SKF’s automated lubrication technology has helped customers increase uptime while saving money and creating a more sustainable production line.
According to experts from SKF, a Swedish company that specialises in bearing and lubrication technology, switching to an automated lubrication system in the food and beverage industry can slash CO2 output by as much as 30 per cent.
“At the moment, companies and the industry are very focused on sustainability going forward,” said Cenk Ozbilgen, business development and technical support manager at SKF.
“What we achieve with our customers is to install an intelligent connectivity between all products with a uniform and energy efficient lubrication system.”
Ozbilgen said the advantages of an automated lubrication system over the traditional use of a lubrication technician on site were numerous and create value to a manufacturer and producer.
“In the industry a lubrication technician might overfill a container, which can cause problems down the line,” he said.
“From a sustainability point of view, you are increasing the carbon output by a lot. From a business point of view, we want to stop that with things like digital connectivity, sensors, and things of that nature.”
Ozbilgen said for every 1kg of grease used in the manufacturing of food 1.5kg of carbon dioxide is created.
“From manual to automatic you can reduce that grease consumption by 30 per cent and by extension produce less carbon dioxide,” he said.
Ozbilgen said the advantages of switching to an automated lubrication system, such as cutting back on CO2, was an obvious choice for the food and beverage industry as sustainability becomes a hot button issue moving forward.
“Put some reasonable connectivity behind it, sensors, lubrication systems, things of that nature, and the benefits are almost immediate,” he said.
“First of all, we are taking the people out of the equation.
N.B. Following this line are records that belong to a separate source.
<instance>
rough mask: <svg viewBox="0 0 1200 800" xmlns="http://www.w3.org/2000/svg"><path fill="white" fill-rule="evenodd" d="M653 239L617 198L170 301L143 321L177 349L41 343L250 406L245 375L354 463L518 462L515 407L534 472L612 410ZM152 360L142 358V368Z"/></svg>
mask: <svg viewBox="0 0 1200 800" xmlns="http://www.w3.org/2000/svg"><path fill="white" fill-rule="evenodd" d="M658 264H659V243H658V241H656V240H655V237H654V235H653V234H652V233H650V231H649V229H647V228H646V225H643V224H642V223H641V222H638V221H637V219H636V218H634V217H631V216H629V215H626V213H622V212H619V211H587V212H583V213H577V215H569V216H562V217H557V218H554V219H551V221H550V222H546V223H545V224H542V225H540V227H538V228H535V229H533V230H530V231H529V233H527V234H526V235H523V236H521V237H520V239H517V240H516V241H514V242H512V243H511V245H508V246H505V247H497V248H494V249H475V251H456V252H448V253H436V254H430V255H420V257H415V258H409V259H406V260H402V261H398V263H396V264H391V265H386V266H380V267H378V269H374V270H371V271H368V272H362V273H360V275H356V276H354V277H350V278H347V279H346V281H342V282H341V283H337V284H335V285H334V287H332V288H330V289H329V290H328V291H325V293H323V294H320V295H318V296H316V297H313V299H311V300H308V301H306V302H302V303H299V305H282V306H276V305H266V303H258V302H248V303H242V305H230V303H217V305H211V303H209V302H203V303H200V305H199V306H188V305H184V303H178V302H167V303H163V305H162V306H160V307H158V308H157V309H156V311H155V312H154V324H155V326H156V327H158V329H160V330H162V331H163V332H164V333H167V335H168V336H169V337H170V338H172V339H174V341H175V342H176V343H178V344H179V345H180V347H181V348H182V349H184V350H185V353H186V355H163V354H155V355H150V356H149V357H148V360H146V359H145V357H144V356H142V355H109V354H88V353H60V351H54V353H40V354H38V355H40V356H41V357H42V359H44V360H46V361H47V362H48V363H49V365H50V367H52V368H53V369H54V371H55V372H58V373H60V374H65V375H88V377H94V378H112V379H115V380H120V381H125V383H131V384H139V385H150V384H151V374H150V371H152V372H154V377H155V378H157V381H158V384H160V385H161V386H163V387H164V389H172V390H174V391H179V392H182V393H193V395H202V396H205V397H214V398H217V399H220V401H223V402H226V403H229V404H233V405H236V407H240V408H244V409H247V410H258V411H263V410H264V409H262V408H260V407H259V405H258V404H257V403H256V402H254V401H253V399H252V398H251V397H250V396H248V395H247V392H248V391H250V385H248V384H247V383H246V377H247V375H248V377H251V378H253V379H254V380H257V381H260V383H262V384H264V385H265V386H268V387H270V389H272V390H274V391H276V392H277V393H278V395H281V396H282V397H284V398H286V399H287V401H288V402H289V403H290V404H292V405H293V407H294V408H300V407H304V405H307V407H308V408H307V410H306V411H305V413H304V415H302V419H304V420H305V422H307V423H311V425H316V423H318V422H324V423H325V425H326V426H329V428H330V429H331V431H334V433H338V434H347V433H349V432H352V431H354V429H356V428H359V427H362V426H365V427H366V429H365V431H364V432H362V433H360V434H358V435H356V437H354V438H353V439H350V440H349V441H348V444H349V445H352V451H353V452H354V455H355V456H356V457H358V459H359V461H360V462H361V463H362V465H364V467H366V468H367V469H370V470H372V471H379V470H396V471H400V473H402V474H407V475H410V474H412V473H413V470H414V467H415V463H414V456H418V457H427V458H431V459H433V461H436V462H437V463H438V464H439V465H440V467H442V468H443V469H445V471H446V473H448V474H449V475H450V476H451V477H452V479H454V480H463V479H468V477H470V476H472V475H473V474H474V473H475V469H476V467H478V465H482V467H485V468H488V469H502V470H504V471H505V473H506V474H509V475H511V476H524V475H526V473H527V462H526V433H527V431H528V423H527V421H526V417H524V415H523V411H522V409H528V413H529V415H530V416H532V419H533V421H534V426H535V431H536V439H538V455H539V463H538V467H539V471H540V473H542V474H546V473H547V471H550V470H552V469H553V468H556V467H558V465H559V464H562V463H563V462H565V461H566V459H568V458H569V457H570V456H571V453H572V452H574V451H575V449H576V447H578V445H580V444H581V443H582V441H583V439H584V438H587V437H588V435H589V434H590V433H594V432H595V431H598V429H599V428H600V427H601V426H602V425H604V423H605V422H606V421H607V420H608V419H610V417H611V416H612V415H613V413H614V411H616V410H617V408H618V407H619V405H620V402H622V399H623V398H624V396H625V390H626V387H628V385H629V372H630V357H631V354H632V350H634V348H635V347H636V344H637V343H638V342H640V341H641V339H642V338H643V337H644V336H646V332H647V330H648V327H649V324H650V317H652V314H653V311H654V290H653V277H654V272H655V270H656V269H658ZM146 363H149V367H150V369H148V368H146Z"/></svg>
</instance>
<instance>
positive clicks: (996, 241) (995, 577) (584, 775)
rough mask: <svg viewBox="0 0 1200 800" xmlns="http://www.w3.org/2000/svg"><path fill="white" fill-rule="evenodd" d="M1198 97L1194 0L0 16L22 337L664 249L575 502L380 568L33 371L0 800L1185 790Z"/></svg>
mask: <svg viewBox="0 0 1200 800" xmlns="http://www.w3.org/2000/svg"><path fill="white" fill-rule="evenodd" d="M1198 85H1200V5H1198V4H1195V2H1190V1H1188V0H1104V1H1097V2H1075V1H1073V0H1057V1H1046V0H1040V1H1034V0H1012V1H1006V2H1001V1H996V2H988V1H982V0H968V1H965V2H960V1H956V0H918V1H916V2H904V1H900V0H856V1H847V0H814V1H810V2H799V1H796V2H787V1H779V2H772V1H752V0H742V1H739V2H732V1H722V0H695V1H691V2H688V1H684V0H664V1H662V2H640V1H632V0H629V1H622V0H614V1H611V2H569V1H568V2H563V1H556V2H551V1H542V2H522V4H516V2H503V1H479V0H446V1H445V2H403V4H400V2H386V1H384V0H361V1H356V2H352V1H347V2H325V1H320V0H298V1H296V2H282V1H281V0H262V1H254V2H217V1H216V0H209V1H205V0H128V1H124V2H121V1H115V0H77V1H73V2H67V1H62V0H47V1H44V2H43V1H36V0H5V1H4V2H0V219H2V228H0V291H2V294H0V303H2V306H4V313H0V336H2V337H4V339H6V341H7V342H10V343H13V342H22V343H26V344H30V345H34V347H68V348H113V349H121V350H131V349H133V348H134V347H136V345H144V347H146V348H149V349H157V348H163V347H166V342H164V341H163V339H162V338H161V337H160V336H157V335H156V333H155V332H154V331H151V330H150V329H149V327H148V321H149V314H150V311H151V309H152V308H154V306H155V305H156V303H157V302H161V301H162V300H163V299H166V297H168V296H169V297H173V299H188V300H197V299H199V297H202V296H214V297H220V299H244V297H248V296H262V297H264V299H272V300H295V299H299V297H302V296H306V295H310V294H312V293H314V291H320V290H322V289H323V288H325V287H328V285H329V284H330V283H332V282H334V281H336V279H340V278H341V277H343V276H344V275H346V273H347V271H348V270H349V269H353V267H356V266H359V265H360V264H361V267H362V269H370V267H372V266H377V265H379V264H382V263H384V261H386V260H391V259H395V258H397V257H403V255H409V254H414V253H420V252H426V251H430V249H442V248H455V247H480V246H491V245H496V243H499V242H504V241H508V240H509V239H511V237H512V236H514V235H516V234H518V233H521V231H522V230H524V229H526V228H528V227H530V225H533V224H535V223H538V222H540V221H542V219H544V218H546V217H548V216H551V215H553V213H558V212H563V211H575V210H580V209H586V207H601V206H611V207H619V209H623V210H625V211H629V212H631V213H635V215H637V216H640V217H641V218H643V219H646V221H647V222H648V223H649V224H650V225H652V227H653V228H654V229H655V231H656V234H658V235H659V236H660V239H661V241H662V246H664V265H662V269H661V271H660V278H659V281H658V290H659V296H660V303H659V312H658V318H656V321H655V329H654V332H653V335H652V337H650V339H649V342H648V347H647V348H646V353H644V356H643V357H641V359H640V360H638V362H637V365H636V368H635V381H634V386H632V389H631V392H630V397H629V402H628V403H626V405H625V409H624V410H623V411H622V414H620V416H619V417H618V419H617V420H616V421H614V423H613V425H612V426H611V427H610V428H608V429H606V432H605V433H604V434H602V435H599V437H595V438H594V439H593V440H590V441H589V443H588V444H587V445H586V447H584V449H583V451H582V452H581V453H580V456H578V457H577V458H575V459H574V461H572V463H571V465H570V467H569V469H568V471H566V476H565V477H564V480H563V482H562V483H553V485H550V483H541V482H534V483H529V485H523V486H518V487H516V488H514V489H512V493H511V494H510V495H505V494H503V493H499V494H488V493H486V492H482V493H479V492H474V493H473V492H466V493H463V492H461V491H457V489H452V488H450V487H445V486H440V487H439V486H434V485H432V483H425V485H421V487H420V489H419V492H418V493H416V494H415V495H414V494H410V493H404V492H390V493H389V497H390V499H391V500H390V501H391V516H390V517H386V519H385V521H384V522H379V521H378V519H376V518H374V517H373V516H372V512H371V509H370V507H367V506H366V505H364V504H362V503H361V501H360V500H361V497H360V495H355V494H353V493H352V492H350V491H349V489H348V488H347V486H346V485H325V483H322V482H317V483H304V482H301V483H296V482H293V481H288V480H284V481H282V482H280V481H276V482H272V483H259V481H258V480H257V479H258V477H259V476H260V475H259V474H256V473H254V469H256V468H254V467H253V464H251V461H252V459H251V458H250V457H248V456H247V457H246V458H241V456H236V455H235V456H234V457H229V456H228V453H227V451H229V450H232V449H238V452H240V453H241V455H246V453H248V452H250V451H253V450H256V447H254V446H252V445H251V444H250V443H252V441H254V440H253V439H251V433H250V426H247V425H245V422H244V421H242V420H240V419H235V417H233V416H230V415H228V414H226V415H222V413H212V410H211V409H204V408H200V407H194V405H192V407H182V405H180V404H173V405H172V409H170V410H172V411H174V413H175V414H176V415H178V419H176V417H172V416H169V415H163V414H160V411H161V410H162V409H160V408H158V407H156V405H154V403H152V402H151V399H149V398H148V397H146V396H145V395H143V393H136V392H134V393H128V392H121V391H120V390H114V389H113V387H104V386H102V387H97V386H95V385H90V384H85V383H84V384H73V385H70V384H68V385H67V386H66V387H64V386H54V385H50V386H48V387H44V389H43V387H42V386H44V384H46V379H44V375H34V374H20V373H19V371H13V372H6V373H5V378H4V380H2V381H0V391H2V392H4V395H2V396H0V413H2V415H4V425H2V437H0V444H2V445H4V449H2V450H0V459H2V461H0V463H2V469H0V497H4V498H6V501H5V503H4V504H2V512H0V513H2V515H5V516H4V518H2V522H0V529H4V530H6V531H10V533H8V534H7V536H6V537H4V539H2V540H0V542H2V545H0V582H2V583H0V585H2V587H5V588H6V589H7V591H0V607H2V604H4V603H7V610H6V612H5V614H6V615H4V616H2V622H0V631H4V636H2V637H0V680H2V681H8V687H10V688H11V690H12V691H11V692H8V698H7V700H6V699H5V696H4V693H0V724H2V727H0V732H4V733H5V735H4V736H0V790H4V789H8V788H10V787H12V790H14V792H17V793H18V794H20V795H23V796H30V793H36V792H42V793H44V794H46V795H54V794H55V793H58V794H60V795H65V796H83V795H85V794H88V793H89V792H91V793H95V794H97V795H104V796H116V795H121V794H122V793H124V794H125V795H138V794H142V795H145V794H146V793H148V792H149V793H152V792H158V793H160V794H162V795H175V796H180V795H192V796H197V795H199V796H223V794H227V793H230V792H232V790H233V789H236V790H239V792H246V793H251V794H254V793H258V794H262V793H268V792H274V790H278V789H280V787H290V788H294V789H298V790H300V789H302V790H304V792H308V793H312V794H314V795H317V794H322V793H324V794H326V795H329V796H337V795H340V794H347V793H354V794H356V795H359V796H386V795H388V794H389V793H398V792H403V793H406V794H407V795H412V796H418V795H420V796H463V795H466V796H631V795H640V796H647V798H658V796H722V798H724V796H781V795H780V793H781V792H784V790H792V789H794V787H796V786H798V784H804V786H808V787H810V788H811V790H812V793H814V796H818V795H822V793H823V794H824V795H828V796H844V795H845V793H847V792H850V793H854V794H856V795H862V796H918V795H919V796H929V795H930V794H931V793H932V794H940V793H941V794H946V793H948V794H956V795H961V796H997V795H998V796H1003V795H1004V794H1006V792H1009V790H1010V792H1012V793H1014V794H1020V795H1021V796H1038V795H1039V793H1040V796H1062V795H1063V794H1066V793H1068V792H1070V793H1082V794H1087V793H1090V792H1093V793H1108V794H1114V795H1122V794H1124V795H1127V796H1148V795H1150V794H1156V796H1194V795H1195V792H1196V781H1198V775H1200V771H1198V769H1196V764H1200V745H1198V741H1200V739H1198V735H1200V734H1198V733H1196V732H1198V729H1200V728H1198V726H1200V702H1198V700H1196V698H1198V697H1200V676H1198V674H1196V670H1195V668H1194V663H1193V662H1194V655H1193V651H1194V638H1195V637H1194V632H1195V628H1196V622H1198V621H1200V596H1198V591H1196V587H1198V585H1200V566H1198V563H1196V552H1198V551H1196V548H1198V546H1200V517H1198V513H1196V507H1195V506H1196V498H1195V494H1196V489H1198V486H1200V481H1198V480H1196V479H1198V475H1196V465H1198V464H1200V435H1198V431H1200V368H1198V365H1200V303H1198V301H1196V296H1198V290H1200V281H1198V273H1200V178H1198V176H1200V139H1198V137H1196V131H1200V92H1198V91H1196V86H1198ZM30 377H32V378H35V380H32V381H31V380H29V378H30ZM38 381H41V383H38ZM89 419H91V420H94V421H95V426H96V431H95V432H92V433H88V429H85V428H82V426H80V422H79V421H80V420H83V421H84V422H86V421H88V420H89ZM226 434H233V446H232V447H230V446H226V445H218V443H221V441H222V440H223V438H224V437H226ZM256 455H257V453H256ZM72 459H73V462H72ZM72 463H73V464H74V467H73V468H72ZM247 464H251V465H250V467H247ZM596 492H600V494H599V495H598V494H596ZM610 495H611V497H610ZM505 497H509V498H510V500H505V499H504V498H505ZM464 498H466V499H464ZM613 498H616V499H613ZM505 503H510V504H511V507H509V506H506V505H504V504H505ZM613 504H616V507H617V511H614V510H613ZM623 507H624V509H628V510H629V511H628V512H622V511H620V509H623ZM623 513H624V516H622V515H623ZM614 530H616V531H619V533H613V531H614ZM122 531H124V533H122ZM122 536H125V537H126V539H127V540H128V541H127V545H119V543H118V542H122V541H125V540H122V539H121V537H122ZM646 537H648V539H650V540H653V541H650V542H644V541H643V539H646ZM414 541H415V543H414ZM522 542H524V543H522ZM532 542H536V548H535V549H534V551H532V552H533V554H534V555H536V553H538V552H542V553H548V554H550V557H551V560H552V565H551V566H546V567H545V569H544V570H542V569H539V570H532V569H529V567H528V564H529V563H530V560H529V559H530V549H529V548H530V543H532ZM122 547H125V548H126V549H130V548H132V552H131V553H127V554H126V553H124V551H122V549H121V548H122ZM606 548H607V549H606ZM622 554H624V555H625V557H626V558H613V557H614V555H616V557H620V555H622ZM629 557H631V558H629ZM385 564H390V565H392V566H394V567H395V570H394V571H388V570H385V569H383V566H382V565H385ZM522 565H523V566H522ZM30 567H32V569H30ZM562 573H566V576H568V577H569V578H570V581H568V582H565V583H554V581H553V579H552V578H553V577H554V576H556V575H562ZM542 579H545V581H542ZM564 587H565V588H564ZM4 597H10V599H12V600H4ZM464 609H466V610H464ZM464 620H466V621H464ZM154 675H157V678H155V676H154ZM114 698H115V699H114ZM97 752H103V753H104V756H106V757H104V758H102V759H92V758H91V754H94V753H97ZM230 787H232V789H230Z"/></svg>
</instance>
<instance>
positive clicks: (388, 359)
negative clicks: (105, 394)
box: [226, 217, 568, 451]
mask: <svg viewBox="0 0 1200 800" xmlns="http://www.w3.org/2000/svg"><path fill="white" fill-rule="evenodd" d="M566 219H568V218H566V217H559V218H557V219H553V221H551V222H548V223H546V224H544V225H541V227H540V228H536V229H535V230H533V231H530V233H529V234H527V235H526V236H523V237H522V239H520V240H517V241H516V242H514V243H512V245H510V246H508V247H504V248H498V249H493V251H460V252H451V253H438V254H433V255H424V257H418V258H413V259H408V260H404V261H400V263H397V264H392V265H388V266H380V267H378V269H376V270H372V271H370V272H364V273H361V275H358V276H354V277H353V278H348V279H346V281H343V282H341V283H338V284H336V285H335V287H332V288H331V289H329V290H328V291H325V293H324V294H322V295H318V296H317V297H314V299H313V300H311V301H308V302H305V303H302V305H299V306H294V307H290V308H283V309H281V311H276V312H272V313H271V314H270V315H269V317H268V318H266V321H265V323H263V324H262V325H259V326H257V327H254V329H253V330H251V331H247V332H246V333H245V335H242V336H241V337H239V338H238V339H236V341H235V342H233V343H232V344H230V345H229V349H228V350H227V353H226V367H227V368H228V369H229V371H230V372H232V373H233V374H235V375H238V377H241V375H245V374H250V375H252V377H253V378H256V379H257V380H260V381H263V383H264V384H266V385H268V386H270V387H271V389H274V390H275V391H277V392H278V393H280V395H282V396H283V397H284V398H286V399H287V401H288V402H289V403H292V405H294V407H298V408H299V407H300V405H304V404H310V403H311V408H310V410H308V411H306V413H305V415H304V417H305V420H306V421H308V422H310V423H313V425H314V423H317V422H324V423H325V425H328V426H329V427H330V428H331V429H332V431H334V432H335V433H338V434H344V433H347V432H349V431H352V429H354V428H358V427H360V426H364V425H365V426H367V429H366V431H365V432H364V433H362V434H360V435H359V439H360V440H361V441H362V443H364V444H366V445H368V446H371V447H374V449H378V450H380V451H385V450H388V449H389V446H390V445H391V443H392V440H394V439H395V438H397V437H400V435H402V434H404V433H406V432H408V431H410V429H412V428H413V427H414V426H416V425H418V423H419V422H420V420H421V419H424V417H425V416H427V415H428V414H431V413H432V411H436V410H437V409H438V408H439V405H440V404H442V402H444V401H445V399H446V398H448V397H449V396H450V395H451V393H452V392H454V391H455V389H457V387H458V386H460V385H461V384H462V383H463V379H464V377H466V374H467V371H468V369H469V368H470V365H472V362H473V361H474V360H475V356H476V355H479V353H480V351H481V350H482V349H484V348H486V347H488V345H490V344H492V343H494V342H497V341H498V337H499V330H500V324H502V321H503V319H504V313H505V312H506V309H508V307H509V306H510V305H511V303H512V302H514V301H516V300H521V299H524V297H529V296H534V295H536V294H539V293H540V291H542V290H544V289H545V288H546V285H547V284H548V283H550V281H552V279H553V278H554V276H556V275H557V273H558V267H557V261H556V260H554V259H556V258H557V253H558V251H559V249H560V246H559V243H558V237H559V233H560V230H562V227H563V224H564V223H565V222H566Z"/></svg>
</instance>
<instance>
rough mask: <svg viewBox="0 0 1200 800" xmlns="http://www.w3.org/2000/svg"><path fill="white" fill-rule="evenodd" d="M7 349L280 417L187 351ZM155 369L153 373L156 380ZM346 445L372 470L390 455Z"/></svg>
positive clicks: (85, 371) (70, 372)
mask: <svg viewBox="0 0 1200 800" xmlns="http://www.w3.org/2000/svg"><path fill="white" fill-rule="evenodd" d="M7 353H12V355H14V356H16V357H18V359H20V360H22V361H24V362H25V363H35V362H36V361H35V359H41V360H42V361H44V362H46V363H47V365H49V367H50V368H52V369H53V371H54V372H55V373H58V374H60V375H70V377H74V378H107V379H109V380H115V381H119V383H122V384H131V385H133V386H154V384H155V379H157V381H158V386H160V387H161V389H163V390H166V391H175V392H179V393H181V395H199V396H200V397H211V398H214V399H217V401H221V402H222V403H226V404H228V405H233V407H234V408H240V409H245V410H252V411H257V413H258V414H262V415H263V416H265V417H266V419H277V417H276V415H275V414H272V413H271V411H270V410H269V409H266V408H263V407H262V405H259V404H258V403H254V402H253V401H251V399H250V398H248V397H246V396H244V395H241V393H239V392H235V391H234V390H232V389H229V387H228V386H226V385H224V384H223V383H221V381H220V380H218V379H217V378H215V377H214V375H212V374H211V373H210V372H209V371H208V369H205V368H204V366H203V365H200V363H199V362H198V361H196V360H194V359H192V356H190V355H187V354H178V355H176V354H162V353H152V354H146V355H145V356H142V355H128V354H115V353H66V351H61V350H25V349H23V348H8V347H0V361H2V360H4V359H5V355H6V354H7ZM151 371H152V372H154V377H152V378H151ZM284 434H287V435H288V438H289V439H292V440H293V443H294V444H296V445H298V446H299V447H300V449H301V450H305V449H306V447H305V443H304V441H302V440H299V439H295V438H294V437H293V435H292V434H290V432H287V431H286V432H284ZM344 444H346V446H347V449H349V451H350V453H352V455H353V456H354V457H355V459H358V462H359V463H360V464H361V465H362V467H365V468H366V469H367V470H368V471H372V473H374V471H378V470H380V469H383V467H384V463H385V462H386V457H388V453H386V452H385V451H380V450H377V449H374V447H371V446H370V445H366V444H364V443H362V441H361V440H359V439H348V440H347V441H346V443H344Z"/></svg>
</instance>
Let’s say you need to stop the machine just to lubricate those points. If you use proper automation than you can cover all those areas easily. You also know exactly how much grease you use and calculate to make sure you don’t overuse.
“With sustainability being such a big issue in the food industry, it seems like an obvious solution to switch to automated lubrication.”
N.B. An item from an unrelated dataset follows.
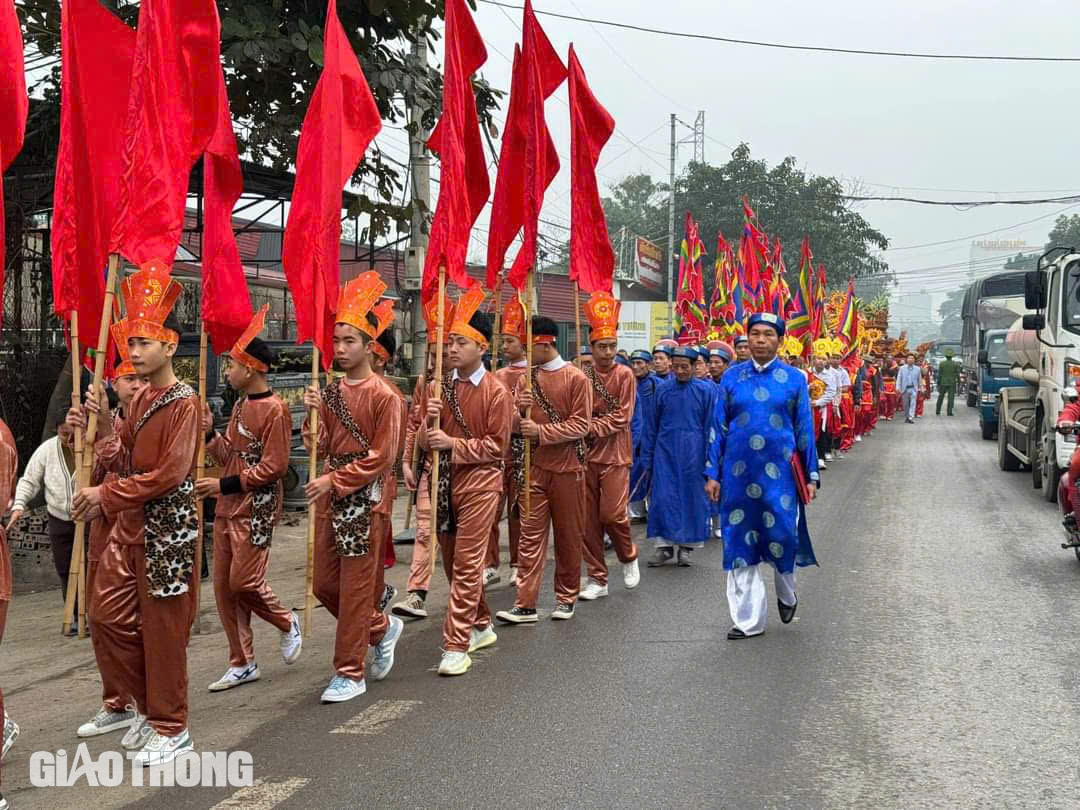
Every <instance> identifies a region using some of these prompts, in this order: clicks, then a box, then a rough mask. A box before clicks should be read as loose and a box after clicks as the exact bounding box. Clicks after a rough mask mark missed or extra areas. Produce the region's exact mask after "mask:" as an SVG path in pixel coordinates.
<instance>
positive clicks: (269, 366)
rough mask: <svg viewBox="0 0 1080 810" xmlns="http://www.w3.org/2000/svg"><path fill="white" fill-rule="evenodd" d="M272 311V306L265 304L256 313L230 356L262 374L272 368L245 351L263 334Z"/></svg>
mask: <svg viewBox="0 0 1080 810" xmlns="http://www.w3.org/2000/svg"><path fill="white" fill-rule="evenodd" d="M269 311H270V305H269V303H264V305H262V309H260V310H259V311H258V312H256V313H255V318H253V319H252V322H251V323H249V324H247V328H246V329H244V334H243V335H241V336H240V339H239V340H238V341H237V343H235V346H233V347H232V349H230V350H229V356H230V357H232V359H233V360H234V361H235V362H237V363H240V364H241V365H244V366H247V367H248V368H253V369H255V370H256V372H262V374H266V373H267V372H269V370H270V366H268V365H267V364H266V363H264V362H262V361H261V360H257V359H255V357H253V356H252V355H251V354H248V353H247V352H246V351H245V350H246V349H247V347H248V346H249V345H251V342H252V341H253V340H254V339H255V338H257V337H258V336H259V334H260V333H261V332H262V327H264V326H265V325H266V322H267V312H269Z"/></svg>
Ozbilgen used large bakeries as an example for moving away from manual lubrication and onto an automated system.
He said when done manually, a worker will wait at the end of the conveyor and lubricate the chains as it continues into the oven to bake the food product. However, this creates the conditions for possible over lubrication, and in turn, potential contamination of the food.
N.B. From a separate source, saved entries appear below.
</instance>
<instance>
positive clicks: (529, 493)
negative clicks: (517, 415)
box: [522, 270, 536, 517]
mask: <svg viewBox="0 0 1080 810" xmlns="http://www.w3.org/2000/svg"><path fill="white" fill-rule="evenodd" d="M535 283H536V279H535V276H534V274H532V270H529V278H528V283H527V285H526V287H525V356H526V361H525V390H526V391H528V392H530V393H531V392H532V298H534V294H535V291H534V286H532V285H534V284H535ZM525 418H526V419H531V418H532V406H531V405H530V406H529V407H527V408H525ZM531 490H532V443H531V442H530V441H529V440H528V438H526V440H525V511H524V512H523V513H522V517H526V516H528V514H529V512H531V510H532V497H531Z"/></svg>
“We have a system that doesn’t use air to prevent creating a mist. It just drops small droplets right onto the pins of the chains and this reduces the oil amount by at least 50 per cent when done that way. You can then redirect that manual labour to another part of the production,” he added.
Another example is SKF’s work is with a meat processing factory’s overhead conveyor.
SKF implemented a centralised automatic lubrication system in place of the existing manual system, and this increased uptime and reduced maintenance costs.
In terms of cost savings, prior to switching to an SKF automated lubrication system the meat processing factory was losing $3,035 for every hour of downtime, and in total 35 hours per month, which equated to $106,205 in lost capital due to downtime.
Overall, the installation was calculated to have saved the meat processing factory at least $100,000 in downtime costs per month.
Ozbilgen also highlighted the importance of connectivity for clients so that they can get real-time data from the factory and act accordingly.
“We have sensors for vibration so you can see if any machine is going to fail, but you can also see whatever is happening on the lubrication side. This then leads to smart lubrication systems, which can adjust themselves according to the problems identified,” he said.
SKF is currently working on a project where if the system recognises vibration issues it can identify if the problem is lubrication starvation.
“You still might have some problems on the bearings and other machines so the system can act accordingly and make necessary extra lubrication cycles when required,” said Ozbilgen.
Meanwhile, Graham Thomas, business development manager at SKF, said the company complemented its automated lubrication system offerings with a focus on safety regulations and food recalls.
“We constantly develop new market offers for the food and beverage industry specifically. Food and beverage products are a very big focus for SKF with bearings and bearing units along with lubrication technologies,” said Thomas.
“Even seals and power transition products, it is a constant line of development for SKF.”
Another case study from SKF detailed how the company optimised lubrication of beverage filling machines using SKF Lincoln progressive lubrication.
The beverage industry is becoming more competitive and growing consumption now demands 24-hour production that leaves little time for maintenance stops, so maintenance tasks must be done while equipment is operating and SKF were able to achieve that in this case.
For example, targeted at more than 80 per cent, Overall Equipment Effectiveness (OEE) often is around 60 per cent, and machinery breakdowns affect availability. However, automating essential tasks like lubrication eliminates human mistakes, simplifies lubrication management, reduces lubricant consumption, and enhances line efficiency.
The analysis results shows that the actual lubrication system was not working at all, as it was completely corroded.
SKF Lincoln Automatic Progressive lubrication system provided the means for an optimum lubrication to the various components of the filling machine, with stainless-steel components.
“The industry is under constant pressure to reduce maintenance costs and increase uptime and lubrication systems and other technologies SKF is bringing in facilities that goal,” said Thomas.